Incendiata l'auto di un poliziotto penitenziario.La vittima presta servizio a Catania

Niscemi - Si inasprisce in città l'azione incendiaria dei piromani della notte anche nel periodo delle Festività Natalizie e con roghi che continuano ad essere appiccati ai portoni d'ingresso delle case ed alle auto lasciate in sosta nelle strade.Ieri mattina alle 4.30 infatti, gli ignoti attentatori sono tornati nuovamente a colpire in via Emilia, prendendo di mira una Fiat Bravo di proprietà di G. G., 38 anni, agente di polizia penitenziaria in servizio presso la Casa circondariale di Piazza Lanza a Catania.L'agente penitenziario della città, residente a Niscemi, aveva lasciato in sosta l'autovettura vicino la sua abitazione, quando i piromani, approfittando del fatto che alle 4.30 del mattino la strada era deserta di persone, si sono avvicinati al veicolo, l'hanno cosparso di liquido infiammabile e dopo avere appiccato il rogo sono fuggiti.In un attimo la Fiat Bravo è stata completamente avvolta dalle fiamme.L'incendio dell'auto ha impregnato l'aria di fumo e di un fortissimo odore di bruciato e poco dopo è stato segnalato ai carabinieri del Comando stazione di Niscemi ed al distaccamento dei Vigili del fuoco volontari, i quali hanno subito raggiunto la via Emilia.Arrivati sul posto, i Vigili del fuoco volontari del distaccamento di Niscemi hanno subito dato inizio alle operazioni di spegnimento del rogo.L'incendio ha completamente distrutto tutto il vano motore, la parte anteriore e l'abitacolo interno del veicolo.

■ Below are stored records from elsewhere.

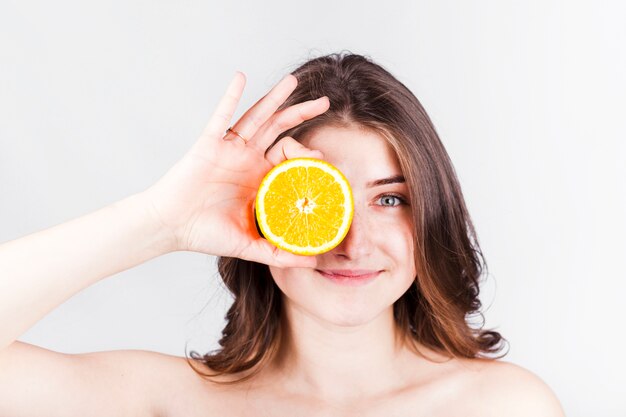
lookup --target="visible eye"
[378,194,406,207]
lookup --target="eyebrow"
[367,175,405,188]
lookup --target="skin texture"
[262,126,415,402]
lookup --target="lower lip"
[317,271,380,286]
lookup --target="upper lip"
[318,269,379,277]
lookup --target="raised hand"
[142,72,329,267]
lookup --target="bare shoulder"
[83,350,219,417]
[0,341,211,417]
[464,360,565,417]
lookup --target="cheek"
[269,266,304,298]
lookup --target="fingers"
[233,74,298,145]
[241,238,317,268]
[202,71,246,142]
[265,136,324,165]
[249,96,330,152]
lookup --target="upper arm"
[0,342,172,417]
[480,361,565,417]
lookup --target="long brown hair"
[184,52,508,384]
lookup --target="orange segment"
[255,158,354,255]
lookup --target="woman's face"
[270,126,415,326]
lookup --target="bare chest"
[167,370,485,417]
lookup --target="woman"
[0,54,563,417]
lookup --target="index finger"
[202,71,246,141]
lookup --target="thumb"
[238,238,317,268]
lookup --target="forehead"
[301,126,402,183]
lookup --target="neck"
[264,298,416,402]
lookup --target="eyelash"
[378,194,407,208]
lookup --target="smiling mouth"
[315,269,382,285]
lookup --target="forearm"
[0,194,175,349]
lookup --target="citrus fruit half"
[255,158,354,255]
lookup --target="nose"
[330,207,373,260]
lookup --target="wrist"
[118,191,179,257]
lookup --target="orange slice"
[255,158,354,255]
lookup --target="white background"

I militi dell'Arma di Niscemi hanno effettuato un accurato sopralluogo e rilevato nei pressi della carcassa dell'autovettura data alle fiamme delle chiazze odoranti di liquido infiammabile che non lasciano dubbi sulla natura dolosa del rogo. I piromani, così come sono soliti agire, prima di fuggire, hanno appiccato l'incendio nella parte anteriore del veicolo.
L'agente di polizia penitenziaria G. G. non ha saputo fornire ai carabinieri elementi utili a decifrare il possibile movente dell'attentato incendiario di cui è stato destinatario dato che ha dichiarato di non avere problemi con nessuno.Le indagini dei militi dell'Arma comunque sono orientate a capire se l'azione incendiaria eseguita dai piromani possa essere in qualche modo collegata con la delicata attività lavorativa dell'agente penitenziario.